The Knights of Labor in Politics
The Knights’ political ventures point to other failings in the populist project. They began and ended as a labour organisation, which represented industrial and other workers (including housewives) in the factory or shop or home. They carried out the functions of a trade union. Despite many of their leaders’ antipathy towards strikes – many of whom had seen the consequences of failed strikes in the depression of the 1870s and as a result preferred at almost any costs to substitute negotiations for a walkout – the Knights enrolled hundreds of thousands of members in the wake of mass strikes on the railroads. In many communities the local assembly (branch) of the Knights of Labor also operated co-operatives, supplied reading rooms, supported women’s suffrage or temperance organisations, and served in general as the local hub of working-class life.
The permanence of these networks of clubs, societies and unions should not be overemphasised. American workers were highly mobile, foreign-born or not, and many local assemblies appeared and disappeared with barely time for a meeting and a few resolutions in between. Yet in the brief time between 1885 and 1887 when the Knights became a national movement with over 700,000 members, these local assemblies gave a certain cohesion to working-class life – and in rural areas, to some farmers and agricultural workers as well. That cohesion made a labour politics possible. While Terence Powderly, General Master Workman (President) of the Knights, and many of their other national leaders told their members to keep their movement outwith Politics – and while many of them nonetheless ran for office or, like Powderly did in Scranton, Pennsylvania, held office as mayor – scores of local assemblies put up their own candidates for election. As Leon Fink has described in Workingmen’s Democracy, some assemblies chose to take over their local Democratic or Republican parties. In many other cases, they created local labour parties to fight elections at local, state and federal levels.
Journalists today like to talk about political earthquakes and this was one of them. Between 1885 and 1887 Americans elected dozens of mayors, state assemblymen and even a few US congressmen on labour tickets. The radical economist Henry George, running on the United Labor ticket, nearly defeated the Democratic candidate for the mayoralty of New York City in 1886, Abram Hewitt, and pushed the future Republican president Theodore Roosevelt into third place. It briefly seemed as if the two major parties would soon face a powerful labour challenge, perhaps even a national Labor Party. Foreign observers such as Eleanor Marx talked about creating a British Labour Party that would follow the American example – and not the other way around. This was not a populist challenge per se, unless we go so far as to describe as populist every movement which calls for radical change and sees a distinction between the elites and the rest, regardless of its specific content. It was, instead, a forerunner to the American Labor Party that never was, based on large parts of the Knights of Labor.

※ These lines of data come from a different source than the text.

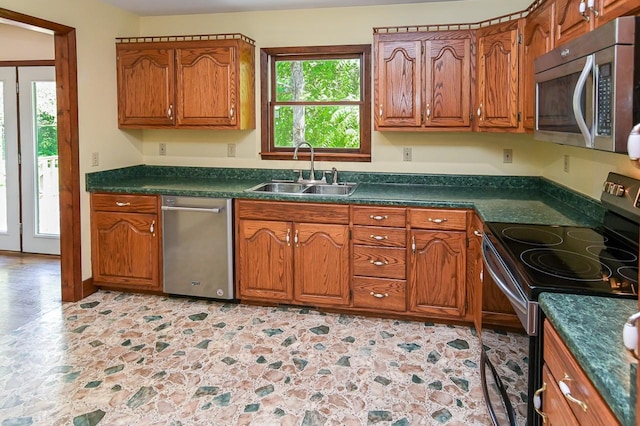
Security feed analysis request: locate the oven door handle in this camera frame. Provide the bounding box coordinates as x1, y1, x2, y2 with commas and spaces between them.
482, 241, 527, 315
573, 55, 593, 148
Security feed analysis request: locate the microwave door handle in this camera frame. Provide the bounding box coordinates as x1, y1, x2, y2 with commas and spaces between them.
573, 55, 593, 148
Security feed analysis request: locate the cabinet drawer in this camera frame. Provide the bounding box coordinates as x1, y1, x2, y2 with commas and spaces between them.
351, 206, 407, 228
353, 246, 407, 279
409, 209, 467, 231
91, 194, 158, 213
353, 226, 407, 247
544, 321, 619, 425
351, 277, 406, 312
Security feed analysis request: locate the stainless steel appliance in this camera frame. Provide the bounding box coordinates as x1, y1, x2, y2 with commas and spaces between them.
482, 173, 640, 425
534, 16, 640, 152
162, 196, 234, 299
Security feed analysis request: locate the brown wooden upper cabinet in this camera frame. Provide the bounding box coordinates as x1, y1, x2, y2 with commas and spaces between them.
116, 34, 255, 130
475, 20, 524, 131
374, 29, 473, 131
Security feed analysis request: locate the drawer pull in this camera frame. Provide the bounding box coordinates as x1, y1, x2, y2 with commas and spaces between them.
558, 373, 587, 412
429, 218, 447, 223
533, 382, 547, 424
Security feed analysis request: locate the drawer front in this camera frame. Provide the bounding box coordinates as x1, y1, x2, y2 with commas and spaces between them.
353, 226, 407, 247
351, 277, 406, 312
351, 206, 407, 228
91, 194, 158, 213
353, 246, 407, 279
409, 209, 467, 231
544, 321, 619, 425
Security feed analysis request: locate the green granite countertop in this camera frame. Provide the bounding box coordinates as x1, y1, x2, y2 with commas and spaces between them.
539, 293, 638, 425
86, 165, 604, 226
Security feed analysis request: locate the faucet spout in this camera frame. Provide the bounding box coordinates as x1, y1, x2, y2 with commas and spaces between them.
293, 141, 316, 182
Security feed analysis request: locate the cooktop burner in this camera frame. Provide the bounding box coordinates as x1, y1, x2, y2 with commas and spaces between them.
487, 223, 638, 297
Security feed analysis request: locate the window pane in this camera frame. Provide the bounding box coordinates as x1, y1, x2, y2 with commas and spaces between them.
276, 59, 360, 102
274, 105, 360, 149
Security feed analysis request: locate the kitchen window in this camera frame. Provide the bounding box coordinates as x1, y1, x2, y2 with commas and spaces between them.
260, 44, 371, 161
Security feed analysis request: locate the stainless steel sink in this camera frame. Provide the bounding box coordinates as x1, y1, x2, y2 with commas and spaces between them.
302, 183, 358, 195
246, 181, 358, 196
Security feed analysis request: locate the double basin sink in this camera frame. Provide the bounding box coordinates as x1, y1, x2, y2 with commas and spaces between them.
246, 181, 358, 197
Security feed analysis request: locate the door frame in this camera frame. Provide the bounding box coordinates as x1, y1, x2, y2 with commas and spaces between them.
0, 8, 82, 302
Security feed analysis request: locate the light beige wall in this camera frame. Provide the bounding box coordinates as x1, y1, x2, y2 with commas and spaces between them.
0, 0, 143, 278
136, 0, 635, 198
0, 24, 55, 61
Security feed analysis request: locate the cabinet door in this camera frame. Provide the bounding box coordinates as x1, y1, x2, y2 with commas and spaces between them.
176, 46, 237, 126
424, 32, 471, 127
476, 24, 518, 129
293, 223, 350, 306
91, 211, 162, 290
521, 3, 553, 131
542, 365, 579, 426
374, 40, 422, 127
117, 48, 175, 127
236, 220, 293, 301
554, 0, 593, 46
409, 230, 467, 318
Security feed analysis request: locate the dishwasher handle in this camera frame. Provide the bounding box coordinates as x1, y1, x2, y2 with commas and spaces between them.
162, 206, 224, 213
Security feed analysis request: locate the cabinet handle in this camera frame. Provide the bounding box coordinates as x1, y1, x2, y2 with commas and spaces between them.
429, 218, 447, 223
533, 382, 547, 424
558, 373, 587, 412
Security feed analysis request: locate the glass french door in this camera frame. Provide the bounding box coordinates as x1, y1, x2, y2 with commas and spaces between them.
0, 67, 60, 254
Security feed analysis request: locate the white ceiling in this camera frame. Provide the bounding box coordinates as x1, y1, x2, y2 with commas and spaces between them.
102, 0, 459, 16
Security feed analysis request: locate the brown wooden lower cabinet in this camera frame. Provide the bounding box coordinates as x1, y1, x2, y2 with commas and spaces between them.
91, 194, 162, 291
235, 200, 350, 307
537, 320, 620, 426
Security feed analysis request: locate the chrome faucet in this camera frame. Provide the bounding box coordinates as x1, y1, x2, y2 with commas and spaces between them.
293, 141, 326, 183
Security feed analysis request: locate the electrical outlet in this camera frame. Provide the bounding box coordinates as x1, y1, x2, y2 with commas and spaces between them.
502, 148, 513, 163
402, 148, 411, 161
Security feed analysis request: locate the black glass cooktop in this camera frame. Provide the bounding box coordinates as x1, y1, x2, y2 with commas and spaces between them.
486, 223, 638, 298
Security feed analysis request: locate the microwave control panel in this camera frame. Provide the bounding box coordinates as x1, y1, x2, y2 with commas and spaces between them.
596, 62, 613, 136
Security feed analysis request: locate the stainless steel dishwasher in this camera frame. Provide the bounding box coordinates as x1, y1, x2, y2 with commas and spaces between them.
162, 195, 234, 299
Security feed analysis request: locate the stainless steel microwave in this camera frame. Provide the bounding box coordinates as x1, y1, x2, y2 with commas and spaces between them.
534, 16, 640, 153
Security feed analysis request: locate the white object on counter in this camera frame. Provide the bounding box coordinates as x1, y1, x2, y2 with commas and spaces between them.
627, 124, 640, 168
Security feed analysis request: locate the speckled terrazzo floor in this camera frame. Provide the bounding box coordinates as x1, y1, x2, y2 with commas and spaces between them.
0, 291, 526, 426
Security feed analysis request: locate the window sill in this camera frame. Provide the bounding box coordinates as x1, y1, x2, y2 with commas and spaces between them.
260, 151, 371, 163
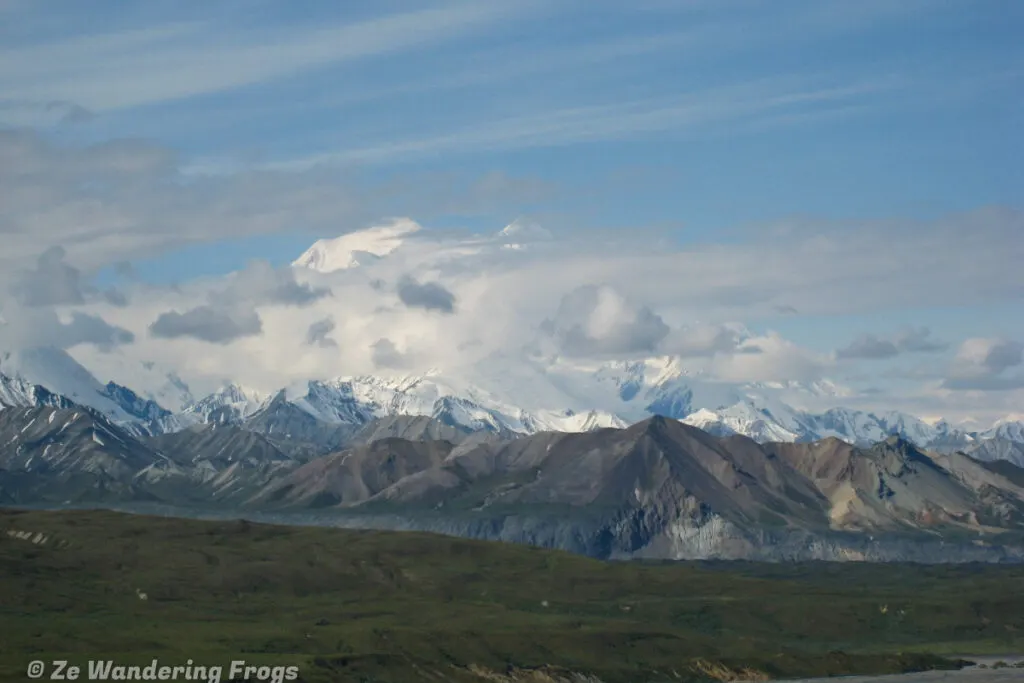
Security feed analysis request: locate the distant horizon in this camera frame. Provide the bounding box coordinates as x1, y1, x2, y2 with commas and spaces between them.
0, 0, 1024, 425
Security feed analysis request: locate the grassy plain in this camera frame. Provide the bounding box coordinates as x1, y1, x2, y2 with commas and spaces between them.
0, 511, 1024, 683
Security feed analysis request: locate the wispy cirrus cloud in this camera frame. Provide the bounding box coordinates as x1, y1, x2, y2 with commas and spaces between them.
261, 75, 901, 171
0, 0, 540, 112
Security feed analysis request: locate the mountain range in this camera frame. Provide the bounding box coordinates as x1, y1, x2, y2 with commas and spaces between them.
0, 348, 1024, 562
0, 347, 1024, 465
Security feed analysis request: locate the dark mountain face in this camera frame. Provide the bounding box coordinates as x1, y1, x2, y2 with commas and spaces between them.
0, 411, 1024, 561
0, 407, 176, 504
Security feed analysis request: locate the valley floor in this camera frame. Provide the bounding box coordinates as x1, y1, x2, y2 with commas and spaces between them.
0, 510, 1024, 683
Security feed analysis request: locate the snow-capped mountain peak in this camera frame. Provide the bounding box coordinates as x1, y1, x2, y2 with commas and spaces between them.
292, 218, 421, 272
182, 382, 268, 424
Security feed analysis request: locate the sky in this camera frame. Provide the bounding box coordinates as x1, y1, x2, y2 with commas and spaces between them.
0, 0, 1024, 422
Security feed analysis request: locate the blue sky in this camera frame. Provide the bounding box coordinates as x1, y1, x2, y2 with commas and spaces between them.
0, 0, 1024, 419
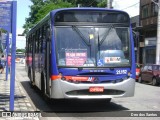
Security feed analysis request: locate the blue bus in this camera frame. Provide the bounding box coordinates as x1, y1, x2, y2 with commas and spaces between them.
26, 8, 135, 101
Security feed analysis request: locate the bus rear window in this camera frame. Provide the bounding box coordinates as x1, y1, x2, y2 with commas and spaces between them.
55, 11, 129, 23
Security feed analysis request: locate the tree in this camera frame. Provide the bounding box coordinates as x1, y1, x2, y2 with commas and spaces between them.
23, 0, 106, 35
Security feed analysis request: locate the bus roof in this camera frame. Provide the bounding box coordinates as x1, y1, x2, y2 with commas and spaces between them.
27, 7, 129, 36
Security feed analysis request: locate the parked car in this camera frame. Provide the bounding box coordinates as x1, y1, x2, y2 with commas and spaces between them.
138, 64, 160, 85
136, 63, 142, 81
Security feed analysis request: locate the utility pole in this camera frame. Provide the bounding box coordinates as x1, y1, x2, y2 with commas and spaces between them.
106, 0, 113, 9
152, 0, 160, 64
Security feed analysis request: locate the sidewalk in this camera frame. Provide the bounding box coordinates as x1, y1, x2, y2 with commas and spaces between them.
0, 67, 34, 112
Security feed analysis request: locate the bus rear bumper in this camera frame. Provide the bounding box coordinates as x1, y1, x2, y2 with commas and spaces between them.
50, 78, 135, 99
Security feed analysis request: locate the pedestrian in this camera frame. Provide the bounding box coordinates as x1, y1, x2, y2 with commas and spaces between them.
0, 54, 6, 73
8, 54, 11, 74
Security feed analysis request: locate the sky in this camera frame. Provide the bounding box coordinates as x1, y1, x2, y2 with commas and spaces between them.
17, 0, 140, 48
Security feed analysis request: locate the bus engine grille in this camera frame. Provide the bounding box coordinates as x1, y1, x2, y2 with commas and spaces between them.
66, 89, 125, 95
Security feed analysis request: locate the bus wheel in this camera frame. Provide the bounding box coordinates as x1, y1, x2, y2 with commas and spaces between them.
152, 77, 157, 86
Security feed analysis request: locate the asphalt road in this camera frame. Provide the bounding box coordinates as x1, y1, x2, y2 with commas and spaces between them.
16, 64, 160, 120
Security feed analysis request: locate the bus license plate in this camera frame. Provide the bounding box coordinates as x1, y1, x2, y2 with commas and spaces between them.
89, 87, 104, 92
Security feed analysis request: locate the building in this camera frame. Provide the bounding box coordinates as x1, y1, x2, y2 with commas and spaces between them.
139, 0, 158, 64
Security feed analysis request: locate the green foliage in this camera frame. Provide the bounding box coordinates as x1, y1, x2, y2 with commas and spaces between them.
35, 2, 73, 23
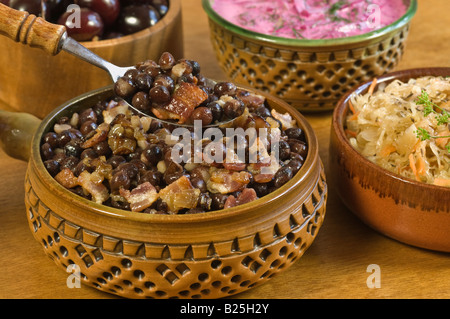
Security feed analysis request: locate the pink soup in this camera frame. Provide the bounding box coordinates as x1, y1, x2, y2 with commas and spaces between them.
211, 0, 407, 39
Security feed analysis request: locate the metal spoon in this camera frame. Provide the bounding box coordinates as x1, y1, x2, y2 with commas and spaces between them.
0, 4, 234, 128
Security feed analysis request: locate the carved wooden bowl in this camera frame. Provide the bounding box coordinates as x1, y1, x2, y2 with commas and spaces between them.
203, 0, 417, 112
20, 87, 328, 298
0, 0, 184, 119
330, 68, 450, 252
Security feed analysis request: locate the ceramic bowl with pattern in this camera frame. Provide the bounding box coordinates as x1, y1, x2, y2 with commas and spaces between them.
0, 87, 328, 299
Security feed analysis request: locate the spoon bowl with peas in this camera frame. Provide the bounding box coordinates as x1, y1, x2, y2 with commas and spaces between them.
0, 4, 237, 128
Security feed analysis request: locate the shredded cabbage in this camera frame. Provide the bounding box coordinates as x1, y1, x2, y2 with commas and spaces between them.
346, 76, 450, 187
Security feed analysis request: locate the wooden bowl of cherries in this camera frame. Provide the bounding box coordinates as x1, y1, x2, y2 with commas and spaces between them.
0, 0, 184, 118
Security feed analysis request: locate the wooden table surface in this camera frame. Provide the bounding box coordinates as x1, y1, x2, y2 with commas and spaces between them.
0, 0, 450, 299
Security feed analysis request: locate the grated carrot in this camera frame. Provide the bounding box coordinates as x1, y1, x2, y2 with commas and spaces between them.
368, 78, 378, 95
435, 132, 450, 148
409, 153, 420, 181
433, 178, 450, 186
416, 153, 427, 176
345, 129, 358, 137
380, 144, 397, 157
348, 100, 356, 114
347, 111, 360, 121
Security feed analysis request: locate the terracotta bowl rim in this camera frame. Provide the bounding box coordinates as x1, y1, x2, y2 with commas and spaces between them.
80, 0, 181, 49
332, 67, 450, 193
202, 0, 418, 48
29, 85, 320, 223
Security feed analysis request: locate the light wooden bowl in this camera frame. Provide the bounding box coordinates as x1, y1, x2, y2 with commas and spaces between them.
330, 68, 450, 252
0, 0, 184, 119
0, 86, 328, 299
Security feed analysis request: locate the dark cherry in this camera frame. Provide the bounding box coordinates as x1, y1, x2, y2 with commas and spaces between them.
117, 5, 160, 34
150, 0, 169, 16
75, 0, 120, 26
58, 8, 104, 41
42, 0, 72, 23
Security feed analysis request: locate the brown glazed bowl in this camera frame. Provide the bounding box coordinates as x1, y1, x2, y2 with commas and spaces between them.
203, 0, 417, 112
0, 0, 184, 119
0, 86, 328, 298
330, 68, 450, 252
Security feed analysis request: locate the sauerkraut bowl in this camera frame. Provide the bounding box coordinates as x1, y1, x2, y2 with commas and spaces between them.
0, 86, 328, 299
330, 68, 450, 252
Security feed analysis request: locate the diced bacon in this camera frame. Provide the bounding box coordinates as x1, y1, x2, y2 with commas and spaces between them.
102, 101, 132, 124
271, 109, 296, 130
78, 171, 109, 204
55, 168, 78, 188
236, 89, 265, 109
206, 168, 251, 194
119, 182, 159, 212
81, 123, 109, 149
159, 176, 200, 213
153, 82, 208, 124
224, 188, 258, 208
223, 148, 247, 171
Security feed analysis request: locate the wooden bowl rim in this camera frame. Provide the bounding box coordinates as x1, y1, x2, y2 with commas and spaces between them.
332, 67, 450, 193
80, 0, 181, 50
29, 85, 320, 223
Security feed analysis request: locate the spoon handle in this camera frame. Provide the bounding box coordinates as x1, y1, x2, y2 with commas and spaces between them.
0, 4, 67, 55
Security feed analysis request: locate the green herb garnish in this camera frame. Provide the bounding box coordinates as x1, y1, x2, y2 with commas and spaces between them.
415, 90, 450, 153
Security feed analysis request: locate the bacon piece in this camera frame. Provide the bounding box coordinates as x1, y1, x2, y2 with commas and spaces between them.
119, 182, 159, 212
223, 188, 258, 208
78, 171, 109, 204
206, 168, 251, 194
153, 82, 208, 124
271, 109, 296, 130
81, 123, 109, 149
159, 176, 200, 213
55, 168, 78, 188
236, 89, 265, 110
102, 100, 132, 124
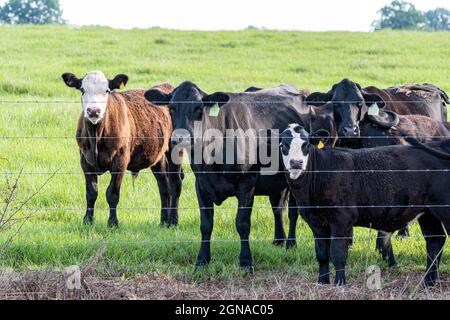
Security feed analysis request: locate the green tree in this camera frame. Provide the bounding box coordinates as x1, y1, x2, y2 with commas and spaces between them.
373, 0, 427, 30
425, 8, 450, 31
0, 0, 65, 24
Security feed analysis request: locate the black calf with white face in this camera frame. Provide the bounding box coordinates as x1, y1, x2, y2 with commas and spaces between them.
280, 124, 330, 180
280, 124, 310, 180
62, 71, 128, 125
306, 79, 386, 138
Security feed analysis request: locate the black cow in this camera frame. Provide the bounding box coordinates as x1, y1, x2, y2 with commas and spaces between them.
307, 79, 450, 138
306, 79, 449, 258
145, 82, 312, 272
281, 125, 450, 286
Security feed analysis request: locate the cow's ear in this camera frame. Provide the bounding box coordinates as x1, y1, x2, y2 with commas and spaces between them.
109, 74, 128, 91
61, 73, 83, 90
203, 92, 230, 108
144, 89, 172, 106
309, 129, 331, 149
305, 92, 333, 107
363, 93, 386, 109
245, 87, 262, 93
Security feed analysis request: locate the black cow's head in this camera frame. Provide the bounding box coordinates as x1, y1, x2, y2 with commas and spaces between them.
280, 124, 330, 180
145, 81, 230, 148
306, 79, 386, 137
62, 71, 128, 125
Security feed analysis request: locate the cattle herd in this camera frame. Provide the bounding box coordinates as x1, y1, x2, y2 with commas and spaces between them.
62, 71, 450, 286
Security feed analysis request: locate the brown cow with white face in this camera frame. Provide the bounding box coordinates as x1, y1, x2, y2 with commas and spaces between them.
62, 71, 182, 227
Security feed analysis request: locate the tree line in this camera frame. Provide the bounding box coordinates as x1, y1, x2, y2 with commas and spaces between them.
0, 0, 450, 31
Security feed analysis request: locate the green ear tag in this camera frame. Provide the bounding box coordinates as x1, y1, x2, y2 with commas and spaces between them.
369, 103, 380, 116
209, 103, 220, 117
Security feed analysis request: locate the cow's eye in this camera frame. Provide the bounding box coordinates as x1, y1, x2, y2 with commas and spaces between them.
280, 144, 289, 156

The political earthquake of 1886 was not followed by another. In that year, the Haymarket Affair – when anarchists were accused of throwing bombs at police during a protest at Chicago’s Haymarket Square in May – became the excuse for America’s first Red Scare. The Knights were driven out of the mass industries, sometimes bloodily, by employers and their armies of private detectives. The Knights of Labor could not withstand this assault from Corporate America. They were further weakened by the revival of rival trade unions under the banner of the American Federation of Labor, whose leader, Samuel Gompers, was not about to encourage a new labour politics independent of the two major parties.
When the Knights allied with the new People’s Party in 1891 they were a shadow of their 1886 selves. Most of their 100,000 or so members were now in rural areas, the precise demographic which briefly sustained the Populists for the rest of the nineteenth century. And while William Jennings Bryan and other populists tried to appeal to industrial workers as well as farmers, they never won the support of a large body of trade unionists or dug many roots in working-class life as the Knights had once done. They had a social base for their movement in the countryside, rooted in the Farmers’ Alliance and the Grangers, but one that remained unstable. They also had Bryan’s soaring rhetoric, which was, with relative ease, conscripted in the service of the Democratic Party in 1896, when he became its candidate for president. It turns out that it can be rather easy for politicians of the establishment to plagiarise a populist language without addressing the anger that led to it. Words alone do not a political movement make.
The Limits of Rhetoric
Those conclusions leave us with a more profound problem than any debate about the right construction of political language. They leave us, in fact, with the need for the reconstruction of a social fabric rent (in the UK at least) by years of government cuts, deindustrialisation and union decline. To put it a different way: we need to revive the unions if any political force on the left is to successfully challenge for political power.
The Knights of Labor built and expanded and inherited a vast network of associations – unions, clubs, coops, community services and societies- that made it possible for them to contend for political power. The same associational landscape sustained the social democratic, anarchist and communist movements of the industrial countries in the nineteenth and especially the twentieth century. The retreat of labour in most of these countries in the last few decades has wiped away much of this landscape, just as a tsunami strips bare of trees the land it engulfs.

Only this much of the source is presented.